On my recent run, I gained something new. I had a breakfast with the visually challenged group- whom I frankly feel more safe with. Maybe because they are older than the intellectually challenged who are mostly teenagers. I never really know how to fit in with the younger crowd for the longest time, until my niece was born. 

Anyways, I was there sitting with this married couple, both blind. They had 1 son, perfectly normal and intelligent. As I sat there across them, I heard how they talked about their son with affection, laughing and occasionally breaking into a smile at the thought of him. The joy of being a parent is obviously not robbed away from them by fate. 

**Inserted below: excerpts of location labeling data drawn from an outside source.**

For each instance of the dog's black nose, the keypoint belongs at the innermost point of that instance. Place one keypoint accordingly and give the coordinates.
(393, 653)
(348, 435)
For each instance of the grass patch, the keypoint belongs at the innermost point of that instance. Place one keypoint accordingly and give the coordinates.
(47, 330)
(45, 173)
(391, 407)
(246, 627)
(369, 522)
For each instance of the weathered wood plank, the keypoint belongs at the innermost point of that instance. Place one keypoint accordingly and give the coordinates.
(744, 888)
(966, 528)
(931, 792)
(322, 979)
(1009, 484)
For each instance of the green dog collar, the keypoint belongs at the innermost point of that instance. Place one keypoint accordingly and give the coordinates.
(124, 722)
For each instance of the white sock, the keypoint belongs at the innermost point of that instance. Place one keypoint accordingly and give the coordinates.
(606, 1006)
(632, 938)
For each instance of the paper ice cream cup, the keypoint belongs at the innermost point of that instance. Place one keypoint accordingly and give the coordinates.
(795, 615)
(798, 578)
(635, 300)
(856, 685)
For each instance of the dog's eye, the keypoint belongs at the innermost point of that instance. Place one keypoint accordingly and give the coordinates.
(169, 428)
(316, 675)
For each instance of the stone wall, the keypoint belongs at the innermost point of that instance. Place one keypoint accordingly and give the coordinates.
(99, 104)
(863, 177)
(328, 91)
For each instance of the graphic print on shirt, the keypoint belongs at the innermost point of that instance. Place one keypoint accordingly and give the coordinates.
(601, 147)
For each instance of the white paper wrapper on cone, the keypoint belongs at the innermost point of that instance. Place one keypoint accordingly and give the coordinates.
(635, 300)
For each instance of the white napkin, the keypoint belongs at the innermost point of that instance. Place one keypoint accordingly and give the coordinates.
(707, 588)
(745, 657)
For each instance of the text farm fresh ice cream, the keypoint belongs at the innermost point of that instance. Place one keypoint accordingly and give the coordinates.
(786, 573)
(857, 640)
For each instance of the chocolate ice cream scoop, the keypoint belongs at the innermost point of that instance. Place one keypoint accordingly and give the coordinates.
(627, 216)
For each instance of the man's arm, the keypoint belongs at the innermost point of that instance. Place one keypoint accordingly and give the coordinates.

And I sat there, envying. How on earth do they even grow old together, have a child in their condition? There are people with perfect body condition and yet, are incapable of taking care of their child. I questioned their love, teasing them. But the husband answer blew me away.. "When she can't find her items, I can. When I don't, she can" - in a gist, he wanted to tell me how they complement each other. How they work together and grow together. I heard their affection for each other. It was more than just love. It was just something more than that. 

He didn't say about-"oh I love how she looks, how she smells" or blah blah.. But how they complement each other. 

I had always believe in love. I'm a firm believer in love. That you fall in love first and then, you work things out and grow old together. But what her husband told me is a whole lot opposite. They didn't have the chance to "fall in love at the first sight" or fantasy like that. They work and grow together and found a ground where they realize how they needed each other, how it was safer to be together than apart. 

How can you not be moved by that? I found my meaning of life. Now, I need to start working it out bit by bit, by myself. Slowly but surely, I will find myself that I've lost.